The cluster is comprised of 36 compute nodes. Each node contains dual Quad Core Xeon Processors (Xeon 5355 chips, 2x4MB Cache, 2.66GHz, 1333MHz FSB), basically a Dell Power Edge1950. 32 servers have 4 GB 667MHz (4x1GB), Dual Ranked DIMMs and 4 servers have 16GB 667MHz (8x2GB), Dual Ranked DIMMs. That makes for a total of 36*8 = 288 cores.
There is one head node (also runs the scheduler Platform/Lava which we will upgrade soon to Platform/LSF 6.2) a PowerEdge 2950 with 2 GB memory. In addition we have one IO node which is identical to our head node. It is connect via dual 4Gbps fiber cards (in fail over mode) to our Netapp storage device. 5 TB of file system is made available, see below.
Compute nodes run Redhat Enterprise Linux WS4 while the head node runs Redhat Enterprise Linux AS4. Both linux versions in x86_64 mode running a 2.6.9 kernel version.
We currently operate under the pragma of “no limitations”. Which we can do since we are not experiencing saturation of resources yet. Seldomly do jobs go into a pending state because of lack of resources. However, it has been our experience that 4 GB of memory per node (for a total of 8 cores) is not enough. Since 8 jobs may be scheduled on these nodes, memory is in high demand.
Some queues reflect the internal network of our cluster. There is one gigE Dell switch for the administrative software subnet (192.168.1.xxx) using their first NIC. A higher grade gigE switch (Cisco 7000) provides the gigE connectivity amongst all the nodes which we name our “NFS” subnet (10.3.1.xxx). Each node's second NIC is dedicated for nfs traffic to the ionode. A third Infiniband switch connects 16 of the nodes together. Hence we have what we call the light weight node queue “16-lwnodes” (gigE enabled nodes), the light weight nodes queue “16-ilwnodes” (gigE and Infiniband enabled nodes).
Another queue, “04-hwnodes”, is comprised of the 4 servers with the large memory footprint (16 GB each). These nodes are also connected (each) to two Dell MD1000 storage arrays. Each node has dedicated access to 7 15,000 RPM disks (striped, mirrored, raid 0) for fast scratch space.
Other than those queues we have a Matlab queue which limits the number of jobs based on the licensed number of workers. This Matlab installation uses the Distributed Computing Engine.
Four of the compute nodes allow our users ssh access. These nodes also comprise the “debug” queues. One queue, the “idle” queue, allocates jobs to any host not considered busy irregardless of resources available.
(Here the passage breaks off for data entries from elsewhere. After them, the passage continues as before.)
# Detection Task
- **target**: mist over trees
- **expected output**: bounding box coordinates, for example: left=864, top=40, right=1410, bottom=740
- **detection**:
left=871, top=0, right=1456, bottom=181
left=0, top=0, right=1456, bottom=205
[root@swallowtail web]# bqueues QUEUE_NAME PRIO STATUS MAX JL/U JL/P JL/H NJOBS PEND RUN SUSP debug 70 Open:Active - - - - 0 0 0 0 idebug 70 Open:Active - - - - 0 0 0 0 16-lwnodes 50 Open:Active - - - - 40 0 40 0 16-ilwnodes 50 Open:Active - - - - 13 0 13 0 04-hwnodes 50 Open:Active - - - - 0 0 0 0 matlab 50 Open:Active 8 8 - 8 1 0 1 0 molscat 50 Open:Active - - - 2 0 0 0 0 gaussian 50 Open:Active - - - 8 4 0 4 0 nat-test 50 Open:Active - - - - 0 0 0 0 idle 10 Open:Active - - - - 60 0 60 0
The list of software installed can be found here: User Guide and Manuals
This access point is considered “required reading” for new users. We have roughly 50 accounts currently but seldomly show more than a dozen active login sessions.
We currently do not enforce any disk quotas.
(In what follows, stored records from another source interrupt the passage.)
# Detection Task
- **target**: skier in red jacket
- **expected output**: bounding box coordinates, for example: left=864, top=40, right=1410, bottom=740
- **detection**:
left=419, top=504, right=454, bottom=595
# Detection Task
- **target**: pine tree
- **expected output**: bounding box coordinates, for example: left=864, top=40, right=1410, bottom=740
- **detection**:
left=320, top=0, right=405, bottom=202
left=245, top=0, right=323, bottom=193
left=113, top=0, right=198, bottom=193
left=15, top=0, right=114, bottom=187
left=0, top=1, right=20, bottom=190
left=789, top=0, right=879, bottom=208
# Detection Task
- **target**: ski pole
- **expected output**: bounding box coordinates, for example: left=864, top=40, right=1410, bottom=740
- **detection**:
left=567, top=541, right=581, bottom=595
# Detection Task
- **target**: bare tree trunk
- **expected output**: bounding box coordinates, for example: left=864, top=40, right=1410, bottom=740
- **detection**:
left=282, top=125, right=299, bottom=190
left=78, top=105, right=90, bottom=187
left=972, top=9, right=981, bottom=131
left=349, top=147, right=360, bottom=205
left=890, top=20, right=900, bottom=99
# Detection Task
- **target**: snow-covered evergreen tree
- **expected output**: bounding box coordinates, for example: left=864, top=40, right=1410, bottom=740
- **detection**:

Home directories are spread over a dozen or so LUNs, each 1 TB in size (“thin provisioned”). The total disk space available for home directories is 4 TB. This implies that a user could use 1 TB as long as it is available.
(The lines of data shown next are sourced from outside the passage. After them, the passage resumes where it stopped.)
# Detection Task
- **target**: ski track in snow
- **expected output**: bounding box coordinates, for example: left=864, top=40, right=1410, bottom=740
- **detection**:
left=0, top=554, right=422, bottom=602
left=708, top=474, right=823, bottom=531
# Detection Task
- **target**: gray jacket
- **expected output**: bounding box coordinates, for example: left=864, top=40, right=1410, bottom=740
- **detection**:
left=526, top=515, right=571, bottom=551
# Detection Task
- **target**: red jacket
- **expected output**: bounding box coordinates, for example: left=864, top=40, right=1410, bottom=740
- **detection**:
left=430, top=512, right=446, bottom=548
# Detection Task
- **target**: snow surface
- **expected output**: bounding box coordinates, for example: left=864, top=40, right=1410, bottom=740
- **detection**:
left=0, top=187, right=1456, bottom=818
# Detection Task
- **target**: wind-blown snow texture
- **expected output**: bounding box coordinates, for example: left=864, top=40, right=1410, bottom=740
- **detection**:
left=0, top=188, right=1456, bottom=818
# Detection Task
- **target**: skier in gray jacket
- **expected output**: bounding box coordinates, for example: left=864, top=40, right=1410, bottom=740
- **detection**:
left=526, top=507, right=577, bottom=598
/sanscratch is a 1 TB LUN that is shared by all the nodes for large scratch space. There are also local /localscratch file system that is provided by a single 80 GB hard disk. Except on the heavy nodes were this is roughly 230 GB of fast disk space.
The scheduler, when a job is submitted for execution will provide unique working directories in both /sanscratch and /localscratch. And also clean up afterwards. Users are encouraged to use these areas and not perform extensive read/writes using their home directories.
Home directories are backed up using the NetApp snapshot capabilities twice daily. Tivoli runs incrementals backup each night to our tape storage device.